UMA SOCIEDADE ENLUTADA

Atualizado: 13 de jan. de 2021

A morte se espalhou pelo mundo, o novo coronavírus parece ter vindo para reajustar uma sociedade que, antes doente de consumo, agora, oferece com uma causa mais nobre para nos preocuparmos. A doença pode atingir qualquer pessoa, qualquer classe social, alguns dizem ser “doença de rico que veio para atingir o pobre”. Por acreditarem que os viajantes é que espalharam a doença pelo mundo. Na realidade, é mais provável ter vindo da fome, da cidade chinesa de Wuhan, na China onde nasceu, alguém sem condição alguma de fazer uma refeição descente, e com fome, se alimentou de um morcego contaminado, comercializado no mercado da cidade, contraindo a doença, através de seus contatos iniciou a transmissão da contaminação, que hoje atinge com tristeza quase todos os países do mundo.

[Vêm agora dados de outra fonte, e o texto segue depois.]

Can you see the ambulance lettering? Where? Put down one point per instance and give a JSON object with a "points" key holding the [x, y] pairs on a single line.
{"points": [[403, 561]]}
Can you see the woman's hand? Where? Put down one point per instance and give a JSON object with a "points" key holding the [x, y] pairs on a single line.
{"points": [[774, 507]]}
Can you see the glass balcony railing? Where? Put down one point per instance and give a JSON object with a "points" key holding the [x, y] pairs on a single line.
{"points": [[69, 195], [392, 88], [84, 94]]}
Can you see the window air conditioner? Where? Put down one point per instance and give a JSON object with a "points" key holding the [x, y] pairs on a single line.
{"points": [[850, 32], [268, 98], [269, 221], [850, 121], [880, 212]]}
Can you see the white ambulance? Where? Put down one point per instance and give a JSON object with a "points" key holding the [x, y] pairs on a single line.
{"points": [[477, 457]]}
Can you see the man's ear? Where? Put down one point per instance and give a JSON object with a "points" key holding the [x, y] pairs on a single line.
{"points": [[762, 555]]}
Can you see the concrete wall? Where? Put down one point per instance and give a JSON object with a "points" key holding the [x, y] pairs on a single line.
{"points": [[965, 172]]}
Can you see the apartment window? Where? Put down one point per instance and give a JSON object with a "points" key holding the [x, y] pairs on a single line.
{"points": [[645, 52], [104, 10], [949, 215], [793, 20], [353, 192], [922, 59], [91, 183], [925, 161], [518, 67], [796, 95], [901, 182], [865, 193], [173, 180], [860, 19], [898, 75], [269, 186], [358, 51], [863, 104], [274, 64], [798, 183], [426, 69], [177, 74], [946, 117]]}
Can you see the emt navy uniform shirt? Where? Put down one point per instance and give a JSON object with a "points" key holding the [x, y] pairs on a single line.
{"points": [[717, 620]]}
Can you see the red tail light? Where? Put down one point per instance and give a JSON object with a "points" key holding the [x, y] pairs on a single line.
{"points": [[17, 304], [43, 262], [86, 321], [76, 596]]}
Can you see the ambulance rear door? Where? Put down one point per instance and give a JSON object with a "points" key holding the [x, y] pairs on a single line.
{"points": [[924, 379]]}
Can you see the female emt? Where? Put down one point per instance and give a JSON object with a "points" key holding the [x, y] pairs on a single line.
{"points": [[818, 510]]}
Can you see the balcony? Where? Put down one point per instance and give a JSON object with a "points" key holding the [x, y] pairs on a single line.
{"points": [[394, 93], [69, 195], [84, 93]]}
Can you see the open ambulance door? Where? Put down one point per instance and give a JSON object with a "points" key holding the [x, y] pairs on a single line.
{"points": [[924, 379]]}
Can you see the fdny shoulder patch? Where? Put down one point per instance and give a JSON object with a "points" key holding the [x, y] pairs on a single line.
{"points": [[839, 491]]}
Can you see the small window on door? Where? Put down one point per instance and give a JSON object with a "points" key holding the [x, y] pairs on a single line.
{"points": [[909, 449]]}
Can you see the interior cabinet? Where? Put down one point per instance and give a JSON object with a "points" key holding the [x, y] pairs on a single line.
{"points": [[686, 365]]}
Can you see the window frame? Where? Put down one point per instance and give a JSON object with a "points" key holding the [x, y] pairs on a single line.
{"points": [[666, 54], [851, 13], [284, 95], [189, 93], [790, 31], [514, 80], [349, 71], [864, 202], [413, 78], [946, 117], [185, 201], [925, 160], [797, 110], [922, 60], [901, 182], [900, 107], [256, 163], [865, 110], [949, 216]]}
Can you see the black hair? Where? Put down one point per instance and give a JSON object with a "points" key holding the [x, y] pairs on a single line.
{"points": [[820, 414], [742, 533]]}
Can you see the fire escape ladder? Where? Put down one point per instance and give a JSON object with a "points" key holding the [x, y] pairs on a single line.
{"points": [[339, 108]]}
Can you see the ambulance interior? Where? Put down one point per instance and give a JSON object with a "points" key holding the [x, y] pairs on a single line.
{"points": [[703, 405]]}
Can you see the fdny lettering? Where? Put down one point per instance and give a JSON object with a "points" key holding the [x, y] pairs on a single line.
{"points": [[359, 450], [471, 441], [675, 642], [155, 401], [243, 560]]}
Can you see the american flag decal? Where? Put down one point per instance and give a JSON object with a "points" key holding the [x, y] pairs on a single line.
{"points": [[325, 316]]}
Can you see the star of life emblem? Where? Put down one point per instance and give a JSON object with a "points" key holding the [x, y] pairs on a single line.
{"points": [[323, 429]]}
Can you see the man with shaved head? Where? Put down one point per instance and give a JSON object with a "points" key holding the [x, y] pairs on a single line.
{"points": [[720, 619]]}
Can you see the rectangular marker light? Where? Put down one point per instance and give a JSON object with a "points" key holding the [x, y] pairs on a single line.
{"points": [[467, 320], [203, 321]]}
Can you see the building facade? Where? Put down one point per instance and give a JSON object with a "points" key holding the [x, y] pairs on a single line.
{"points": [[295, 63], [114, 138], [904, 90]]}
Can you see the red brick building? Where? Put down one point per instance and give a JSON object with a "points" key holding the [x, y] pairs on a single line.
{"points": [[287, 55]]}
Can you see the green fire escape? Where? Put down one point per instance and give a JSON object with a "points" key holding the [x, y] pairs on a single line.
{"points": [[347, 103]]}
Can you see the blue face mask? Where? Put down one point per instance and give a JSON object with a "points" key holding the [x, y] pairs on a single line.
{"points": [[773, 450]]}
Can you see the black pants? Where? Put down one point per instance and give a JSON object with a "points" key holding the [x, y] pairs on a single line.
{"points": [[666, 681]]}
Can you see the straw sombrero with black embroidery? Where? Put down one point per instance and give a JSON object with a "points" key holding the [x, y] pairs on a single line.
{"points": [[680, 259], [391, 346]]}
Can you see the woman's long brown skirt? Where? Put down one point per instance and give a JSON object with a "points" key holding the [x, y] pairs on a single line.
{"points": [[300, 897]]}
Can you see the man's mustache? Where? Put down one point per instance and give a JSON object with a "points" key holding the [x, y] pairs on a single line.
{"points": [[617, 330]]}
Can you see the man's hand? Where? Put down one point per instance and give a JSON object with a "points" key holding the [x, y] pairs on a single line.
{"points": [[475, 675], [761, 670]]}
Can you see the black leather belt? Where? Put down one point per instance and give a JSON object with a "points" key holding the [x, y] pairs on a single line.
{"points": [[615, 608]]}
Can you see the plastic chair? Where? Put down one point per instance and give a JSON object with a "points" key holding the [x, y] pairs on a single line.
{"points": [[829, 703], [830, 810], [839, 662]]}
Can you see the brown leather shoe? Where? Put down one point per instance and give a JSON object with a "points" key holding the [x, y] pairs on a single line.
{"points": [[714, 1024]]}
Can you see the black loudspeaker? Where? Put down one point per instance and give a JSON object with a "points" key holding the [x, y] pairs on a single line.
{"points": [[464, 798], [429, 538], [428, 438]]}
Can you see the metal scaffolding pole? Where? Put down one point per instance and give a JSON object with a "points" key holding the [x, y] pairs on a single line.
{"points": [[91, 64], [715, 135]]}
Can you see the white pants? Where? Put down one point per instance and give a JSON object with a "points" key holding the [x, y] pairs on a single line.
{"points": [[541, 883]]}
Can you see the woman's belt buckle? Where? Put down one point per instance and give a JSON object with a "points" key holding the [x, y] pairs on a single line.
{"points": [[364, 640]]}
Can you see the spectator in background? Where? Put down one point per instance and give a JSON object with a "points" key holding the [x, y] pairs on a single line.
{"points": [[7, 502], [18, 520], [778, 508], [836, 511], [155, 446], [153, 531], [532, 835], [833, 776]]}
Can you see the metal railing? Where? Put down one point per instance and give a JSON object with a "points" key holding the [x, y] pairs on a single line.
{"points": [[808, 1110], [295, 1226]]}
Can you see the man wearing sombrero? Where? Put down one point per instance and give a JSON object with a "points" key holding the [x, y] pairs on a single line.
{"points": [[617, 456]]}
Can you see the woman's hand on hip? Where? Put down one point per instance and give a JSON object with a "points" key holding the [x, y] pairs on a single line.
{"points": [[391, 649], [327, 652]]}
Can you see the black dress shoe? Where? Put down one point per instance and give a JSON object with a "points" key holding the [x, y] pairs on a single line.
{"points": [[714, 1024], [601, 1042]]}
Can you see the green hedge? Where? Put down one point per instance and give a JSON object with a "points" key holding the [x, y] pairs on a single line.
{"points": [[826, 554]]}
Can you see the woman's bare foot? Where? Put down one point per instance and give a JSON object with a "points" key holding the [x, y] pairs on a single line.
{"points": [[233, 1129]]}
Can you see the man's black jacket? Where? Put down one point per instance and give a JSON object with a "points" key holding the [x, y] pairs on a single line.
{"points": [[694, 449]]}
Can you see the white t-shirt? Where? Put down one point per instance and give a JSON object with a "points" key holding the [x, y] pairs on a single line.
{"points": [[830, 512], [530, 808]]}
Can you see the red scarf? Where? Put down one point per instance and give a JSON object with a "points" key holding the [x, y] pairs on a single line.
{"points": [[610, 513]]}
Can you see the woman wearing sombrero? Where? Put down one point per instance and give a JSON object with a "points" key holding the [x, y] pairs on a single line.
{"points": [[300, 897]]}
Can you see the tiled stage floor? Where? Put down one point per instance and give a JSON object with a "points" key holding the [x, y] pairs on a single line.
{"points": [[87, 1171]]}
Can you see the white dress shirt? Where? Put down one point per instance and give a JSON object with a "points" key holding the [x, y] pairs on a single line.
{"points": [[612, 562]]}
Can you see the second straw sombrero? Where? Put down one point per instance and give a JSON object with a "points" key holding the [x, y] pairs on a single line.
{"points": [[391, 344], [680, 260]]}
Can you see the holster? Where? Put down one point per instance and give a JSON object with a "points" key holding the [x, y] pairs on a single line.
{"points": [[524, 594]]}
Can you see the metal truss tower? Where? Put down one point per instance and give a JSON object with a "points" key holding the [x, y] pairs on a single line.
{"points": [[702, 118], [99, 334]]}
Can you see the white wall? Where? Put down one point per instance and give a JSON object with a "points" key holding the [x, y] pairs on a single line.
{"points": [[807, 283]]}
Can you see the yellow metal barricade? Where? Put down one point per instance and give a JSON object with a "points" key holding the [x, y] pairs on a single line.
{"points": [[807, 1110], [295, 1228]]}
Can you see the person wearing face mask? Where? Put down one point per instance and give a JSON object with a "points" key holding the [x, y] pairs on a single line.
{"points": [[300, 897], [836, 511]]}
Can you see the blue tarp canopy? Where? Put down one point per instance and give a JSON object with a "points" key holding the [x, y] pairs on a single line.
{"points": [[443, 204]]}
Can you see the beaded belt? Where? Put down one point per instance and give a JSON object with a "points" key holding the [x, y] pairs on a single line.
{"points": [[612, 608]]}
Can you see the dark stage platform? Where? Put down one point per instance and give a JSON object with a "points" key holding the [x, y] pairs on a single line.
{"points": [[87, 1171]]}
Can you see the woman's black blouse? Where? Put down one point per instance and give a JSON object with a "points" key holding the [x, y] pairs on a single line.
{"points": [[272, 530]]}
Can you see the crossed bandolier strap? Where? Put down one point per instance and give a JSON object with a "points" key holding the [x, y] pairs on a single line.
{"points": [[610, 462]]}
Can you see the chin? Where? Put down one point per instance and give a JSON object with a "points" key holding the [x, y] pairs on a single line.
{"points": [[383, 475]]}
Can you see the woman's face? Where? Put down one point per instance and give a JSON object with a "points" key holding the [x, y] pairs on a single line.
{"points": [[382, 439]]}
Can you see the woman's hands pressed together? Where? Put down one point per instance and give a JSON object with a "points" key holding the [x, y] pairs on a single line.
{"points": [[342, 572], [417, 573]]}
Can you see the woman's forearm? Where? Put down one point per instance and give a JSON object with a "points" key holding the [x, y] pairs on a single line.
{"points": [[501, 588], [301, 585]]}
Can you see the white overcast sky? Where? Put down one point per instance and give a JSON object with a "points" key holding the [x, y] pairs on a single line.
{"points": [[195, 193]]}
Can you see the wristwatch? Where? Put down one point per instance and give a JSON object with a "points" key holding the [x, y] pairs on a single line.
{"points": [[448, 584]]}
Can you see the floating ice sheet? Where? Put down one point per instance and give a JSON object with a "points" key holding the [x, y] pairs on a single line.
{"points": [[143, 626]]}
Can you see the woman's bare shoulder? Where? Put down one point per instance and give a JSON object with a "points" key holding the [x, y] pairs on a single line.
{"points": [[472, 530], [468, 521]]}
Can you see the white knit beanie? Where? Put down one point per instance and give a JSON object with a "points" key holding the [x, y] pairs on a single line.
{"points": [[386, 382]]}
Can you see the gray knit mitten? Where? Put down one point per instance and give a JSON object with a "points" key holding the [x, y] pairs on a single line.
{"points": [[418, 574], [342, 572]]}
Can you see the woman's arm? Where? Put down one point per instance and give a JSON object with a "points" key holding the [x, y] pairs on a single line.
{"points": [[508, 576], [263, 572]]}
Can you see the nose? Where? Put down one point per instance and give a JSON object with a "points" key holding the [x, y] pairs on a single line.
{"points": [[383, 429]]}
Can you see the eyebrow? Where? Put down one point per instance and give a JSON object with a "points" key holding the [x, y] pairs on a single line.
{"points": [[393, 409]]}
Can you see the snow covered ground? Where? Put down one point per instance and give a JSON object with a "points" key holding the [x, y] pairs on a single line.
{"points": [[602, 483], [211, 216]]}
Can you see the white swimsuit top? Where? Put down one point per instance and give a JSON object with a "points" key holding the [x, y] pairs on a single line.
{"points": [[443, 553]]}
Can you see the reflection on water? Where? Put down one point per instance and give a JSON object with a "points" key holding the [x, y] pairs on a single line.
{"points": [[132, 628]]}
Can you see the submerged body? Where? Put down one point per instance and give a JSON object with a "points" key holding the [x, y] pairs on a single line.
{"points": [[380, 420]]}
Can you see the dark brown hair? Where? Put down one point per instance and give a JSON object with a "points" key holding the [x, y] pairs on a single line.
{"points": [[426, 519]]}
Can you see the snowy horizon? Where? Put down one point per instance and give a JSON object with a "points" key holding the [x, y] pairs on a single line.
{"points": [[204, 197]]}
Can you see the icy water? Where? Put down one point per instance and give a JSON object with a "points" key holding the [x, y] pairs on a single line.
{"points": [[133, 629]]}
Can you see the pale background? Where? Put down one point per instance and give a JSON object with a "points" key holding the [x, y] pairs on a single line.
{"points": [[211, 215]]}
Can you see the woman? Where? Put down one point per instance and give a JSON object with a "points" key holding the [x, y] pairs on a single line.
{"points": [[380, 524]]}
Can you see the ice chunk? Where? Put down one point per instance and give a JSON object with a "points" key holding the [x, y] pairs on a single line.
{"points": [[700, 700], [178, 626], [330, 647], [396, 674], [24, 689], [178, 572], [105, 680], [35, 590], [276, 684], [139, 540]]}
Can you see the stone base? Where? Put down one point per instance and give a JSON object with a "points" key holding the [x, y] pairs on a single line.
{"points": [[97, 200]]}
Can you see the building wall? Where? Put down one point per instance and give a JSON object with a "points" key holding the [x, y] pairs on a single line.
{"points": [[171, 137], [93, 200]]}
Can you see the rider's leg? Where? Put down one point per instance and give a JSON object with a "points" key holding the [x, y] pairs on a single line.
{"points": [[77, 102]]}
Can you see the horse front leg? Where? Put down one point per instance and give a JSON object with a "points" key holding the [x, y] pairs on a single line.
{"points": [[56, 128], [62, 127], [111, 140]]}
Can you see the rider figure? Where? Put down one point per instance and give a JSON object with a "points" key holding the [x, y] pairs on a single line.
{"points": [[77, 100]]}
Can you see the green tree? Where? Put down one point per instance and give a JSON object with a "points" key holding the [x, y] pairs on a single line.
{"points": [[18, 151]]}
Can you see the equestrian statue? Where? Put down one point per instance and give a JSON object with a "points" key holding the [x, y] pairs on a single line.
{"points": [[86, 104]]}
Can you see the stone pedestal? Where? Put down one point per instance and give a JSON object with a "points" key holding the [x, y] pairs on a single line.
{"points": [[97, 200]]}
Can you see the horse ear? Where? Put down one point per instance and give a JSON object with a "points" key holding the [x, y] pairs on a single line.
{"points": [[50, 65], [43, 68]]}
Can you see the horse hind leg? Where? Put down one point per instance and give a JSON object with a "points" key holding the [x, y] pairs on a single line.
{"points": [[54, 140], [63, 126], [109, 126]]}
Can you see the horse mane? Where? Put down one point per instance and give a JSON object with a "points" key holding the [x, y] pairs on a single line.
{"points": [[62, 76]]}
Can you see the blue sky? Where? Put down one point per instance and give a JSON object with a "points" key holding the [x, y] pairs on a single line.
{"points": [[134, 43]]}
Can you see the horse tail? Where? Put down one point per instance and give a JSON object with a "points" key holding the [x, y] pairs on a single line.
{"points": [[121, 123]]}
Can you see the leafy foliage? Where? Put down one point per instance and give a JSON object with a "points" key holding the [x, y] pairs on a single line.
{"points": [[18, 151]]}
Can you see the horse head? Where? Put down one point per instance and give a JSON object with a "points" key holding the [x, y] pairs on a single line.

Em 31 de dezembro de 2019, a Organização Mundial da Saúde (OMS) foi alertada sobre vários casos de pneumonia na cidade de Wuhan, província de Hubei, na República Popular da China. Tratava-se de um tipo de coronavírus que não havia sido identificada antes em seres humanos. Uma semana depois, em 7 de janeiro de 2020, as autoridades chinesas confirmaram que haviam identificado um novo tipo de coronavírus. Os Coronavírus são a segunda principal causa de resfriado comum, logo após rinovírus e, até as últimas décadas, raramente causavam doenças mais graves em humanos do que o resfriado comum.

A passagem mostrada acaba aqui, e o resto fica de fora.